- Born: Indonesia
- Citizenship: British
- Education: University of Wolverhampton
- Scientific career
- Fields: Construction Project Management
- Workplaces: Massey University
- Thesis: Developing a Knowledge Based System for the Valuation of Variations on Civil Engineering Works (2004)

= Monty Sutrisna =

British academic and researcher in construction

Monty Sutrisna is a British academic and researcher in construction and project management. He currently holds the position of Head of the School of Built Environment at Massey University in New Zealand. With an extensive career spanning academia and industry, Sutrisna has made contributions to the built environment field through his research, teaching, and leadership roles.

==Early life and education==
Monty Sutrisna was born and raised in Indonesia. He completed his bachelor's degree in Civil Engineering, specializing in Construction Management, at Tarumanagara University, Indonesia, in 1997. Seeking further education, he moved to the United Kingdom, where he earned an MBA from the University of Salford in 2002. He continued his academic journey by pursuing a PhD in Construction Management, which he was awarded by the University of Wolverhampton in 2004.

==Academic roles==
Monty Sutrisna's academic career began at the University of Salford, UK, where he held positions as a Lecturer, Senior Lecturer, and Director of Postgraduate Research Training and Outreach. In 2012, he joined Curtin University in Western Australia as an associate professor of Construction Management. During his tenure at Curtin University, he served as the Head of the Construction Management Department and Acting Head of the School of Built Environment. In April 2019, Sutrisna was appointed Head of the School of Built Environment at Massey University, New Zealand, where he continues to lead the school in strategic planning, research, and industry engagement. He is the former president of the Australasian Universities Building Education Association.

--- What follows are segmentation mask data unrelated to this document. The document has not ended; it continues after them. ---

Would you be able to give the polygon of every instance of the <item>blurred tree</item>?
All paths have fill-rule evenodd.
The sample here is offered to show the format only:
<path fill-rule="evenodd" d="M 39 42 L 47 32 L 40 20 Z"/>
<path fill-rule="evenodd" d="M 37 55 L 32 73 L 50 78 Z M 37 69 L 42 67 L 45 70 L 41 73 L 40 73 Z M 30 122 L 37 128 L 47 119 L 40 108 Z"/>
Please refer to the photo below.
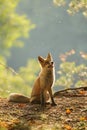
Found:
<path fill-rule="evenodd" d="M 60 55 L 60 69 L 58 71 L 59 78 L 55 85 L 63 88 L 87 86 L 87 66 L 86 64 L 78 65 L 75 61 L 68 61 L 68 57 L 75 54 L 75 50 Z M 87 60 L 87 54 L 80 52 L 80 56 Z"/>
<path fill-rule="evenodd" d="M 19 0 L 0 0 L 0 54 L 7 54 L 12 46 L 22 46 L 20 37 L 28 37 L 35 27 L 25 15 L 18 15 Z"/>
<path fill-rule="evenodd" d="M 26 79 L 21 78 L 12 68 L 8 67 L 4 57 L 9 53 L 9 49 L 12 46 L 21 47 L 23 43 L 19 38 L 28 37 L 28 32 L 35 28 L 35 25 L 25 15 L 20 16 L 17 14 L 16 7 L 18 2 L 19 0 L 0 0 L 0 96 L 4 97 L 11 92 L 19 92 L 26 95 L 29 95 L 30 92 L 29 82 L 26 83 Z M 30 68 L 22 68 L 24 77 L 27 71 L 33 70 L 30 64 L 32 62 L 29 62 Z M 36 66 L 35 62 L 34 65 Z M 34 76 L 33 72 L 31 77 L 33 77 L 32 75 Z M 32 82 L 31 78 L 30 80 Z"/>
<path fill-rule="evenodd" d="M 67 12 L 71 15 L 81 11 L 87 17 L 87 0 L 71 0 L 70 2 L 67 2 L 67 0 L 53 0 L 53 2 L 57 6 L 68 4 Z"/>
<path fill-rule="evenodd" d="M 20 67 L 18 73 L 6 66 L 4 58 L 0 57 L 0 62 L 0 96 L 7 97 L 9 93 L 29 96 L 39 72 L 38 62 L 35 59 L 29 60 L 25 67 Z"/>
<path fill-rule="evenodd" d="M 39 71 L 40 67 L 38 62 L 35 59 L 31 59 L 25 67 L 20 67 L 19 74 L 26 81 L 26 83 L 29 84 L 29 86 L 32 86 Z"/>

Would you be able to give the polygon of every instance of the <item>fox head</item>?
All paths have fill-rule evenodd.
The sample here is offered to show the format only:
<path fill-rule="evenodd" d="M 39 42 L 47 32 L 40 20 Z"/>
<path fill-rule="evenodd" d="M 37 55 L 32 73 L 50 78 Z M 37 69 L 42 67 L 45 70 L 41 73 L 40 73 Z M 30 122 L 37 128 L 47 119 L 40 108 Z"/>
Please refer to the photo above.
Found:
<path fill-rule="evenodd" d="M 53 68 L 54 63 L 50 53 L 48 53 L 46 58 L 43 58 L 42 56 L 38 56 L 38 61 L 42 68 L 46 68 L 48 70 Z"/>

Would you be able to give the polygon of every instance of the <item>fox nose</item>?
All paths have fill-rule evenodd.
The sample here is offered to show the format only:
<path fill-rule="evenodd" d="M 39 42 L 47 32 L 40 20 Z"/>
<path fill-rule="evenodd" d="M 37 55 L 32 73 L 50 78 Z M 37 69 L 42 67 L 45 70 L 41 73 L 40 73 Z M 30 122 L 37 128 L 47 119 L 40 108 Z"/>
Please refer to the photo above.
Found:
<path fill-rule="evenodd" d="M 51 63 L 53 64 L 53 61 Z"/>

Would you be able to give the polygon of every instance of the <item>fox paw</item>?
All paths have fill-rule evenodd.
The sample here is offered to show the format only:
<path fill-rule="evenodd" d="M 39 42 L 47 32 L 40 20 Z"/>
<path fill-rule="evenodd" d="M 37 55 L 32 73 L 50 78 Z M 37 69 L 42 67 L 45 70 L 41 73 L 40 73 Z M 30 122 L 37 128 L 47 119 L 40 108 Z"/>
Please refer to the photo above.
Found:
<path fill-rule="evenodd" d="M 57 104 L 56 103 L 51 103 L 51 106 L 57 106 Z"/>

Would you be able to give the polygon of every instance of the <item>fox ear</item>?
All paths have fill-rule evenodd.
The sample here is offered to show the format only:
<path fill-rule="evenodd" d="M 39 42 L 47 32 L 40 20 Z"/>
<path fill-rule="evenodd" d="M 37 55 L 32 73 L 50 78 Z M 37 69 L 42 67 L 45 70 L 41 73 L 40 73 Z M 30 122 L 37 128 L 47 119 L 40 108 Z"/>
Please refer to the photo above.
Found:
<path fill-rule="evenodd" d="M 38 60 L 39 60 L 40 63 L 44 62 L 44 58 L 41 57 L 41 56 L 38 56 Z"/>
<path fill-rule="evenodd" d="M 52 55 L 51 55 L 51 53 L 48 53 L 47 60 L 52 61 Z"/>

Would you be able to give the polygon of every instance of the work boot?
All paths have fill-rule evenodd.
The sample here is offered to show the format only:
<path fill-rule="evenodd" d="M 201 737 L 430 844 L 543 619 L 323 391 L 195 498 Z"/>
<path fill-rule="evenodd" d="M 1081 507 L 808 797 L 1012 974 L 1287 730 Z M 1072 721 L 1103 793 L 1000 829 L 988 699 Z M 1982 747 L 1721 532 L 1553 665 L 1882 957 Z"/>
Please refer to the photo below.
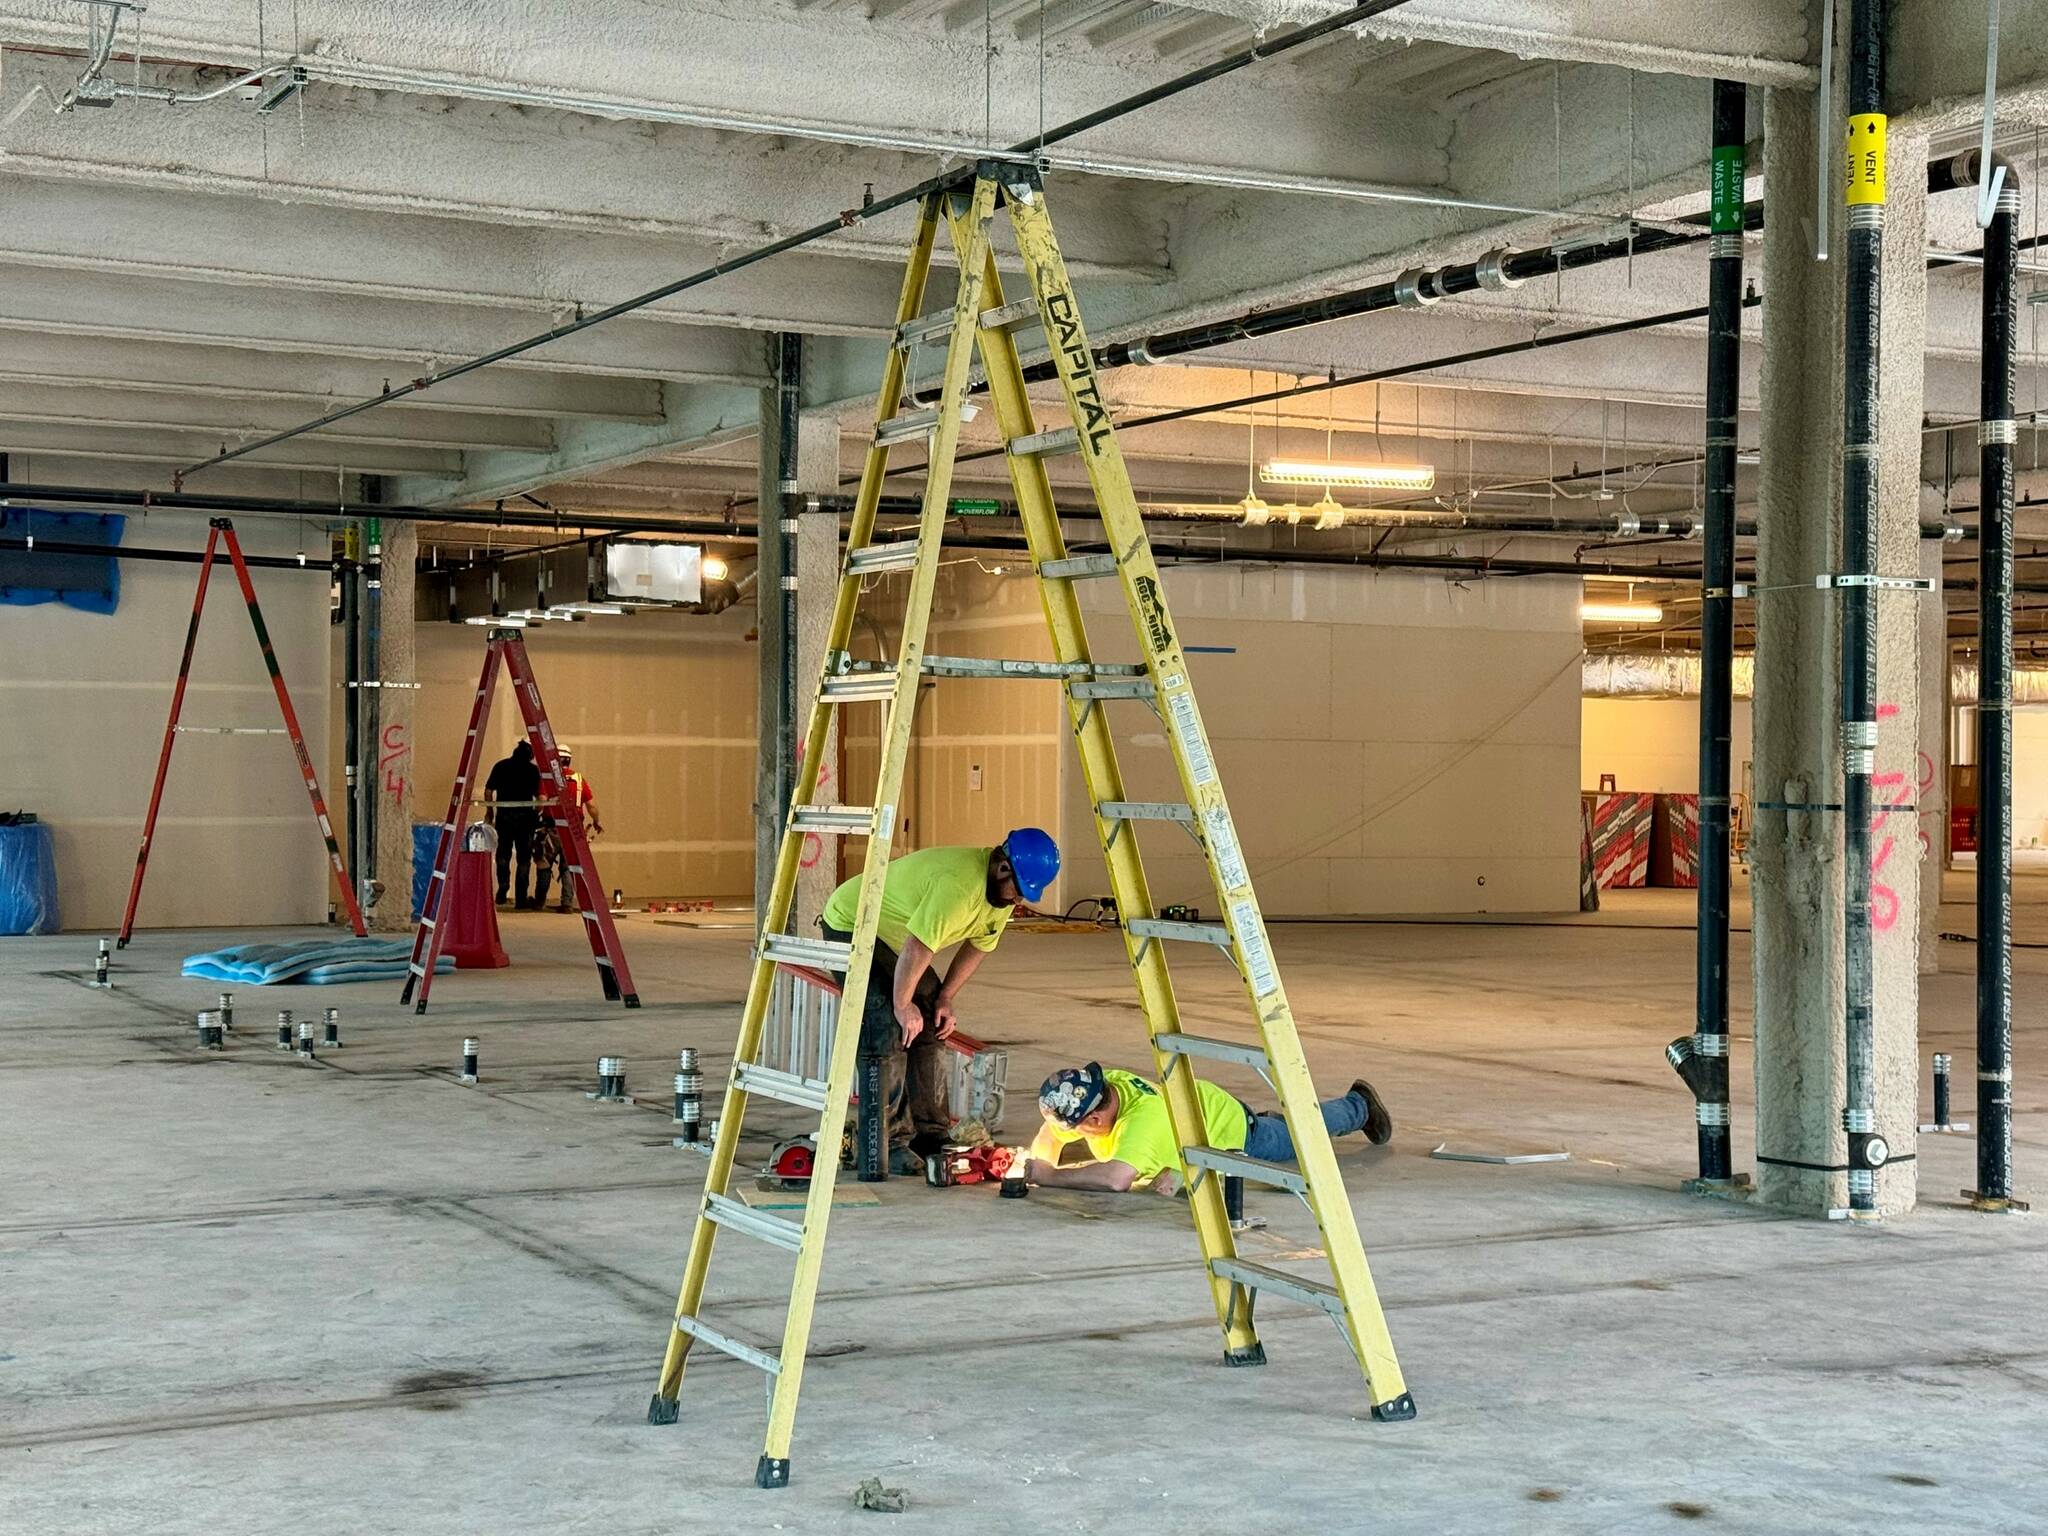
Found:
<path fill-rule="evenodd" d="M 889 1147 L 889 1174 L 892 1178 L 922 1176 L 924 1159 L 909 1147 L 891 1144 Z"/>
<path fill-rule="evenodd" d="M 1707 1058 L 1693 1050 L 1692 1036 L 1680 1035 L 1664 1047 L 1664 1059 L 1671 1068 L 1685 1079 L 1685 1086 L 1692 1090 L 1694 1099 L 1703 1099 L 1707 1092 Z"/>
<path fill-rule="evenodd" d="M 1365 1100 L 1365 1139 L 1376 1147 L 1384 1147 L 1394 1139 L 1394 1117 L 1387 1113 L 1385 1101 L 1362 1077 L 1352 1082 L 1351 1091 Z"/>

==Research and publications==
Sutrisna is a prolific researcher with a broad range of publications, including refereed journal papers, book chapters, and conference proceedings. His research interests encompass cost estimation, project cost control, offsite construction, stakeholder engagement, and digital transformation in the construction industry. He has chaired and organized several international conferences and workshops, contributing to the advancement of knowledge in his field.

==Grants and funding==
Throughout his career, Sutrisna has secured substantial research funding. He is the Lead Principal Investigator of CanConstructNZ, "Creating Capacity and Capability for the New Zealand Construction Sector," funded by the New Zealand Ministry of Business, Innovation & Employment.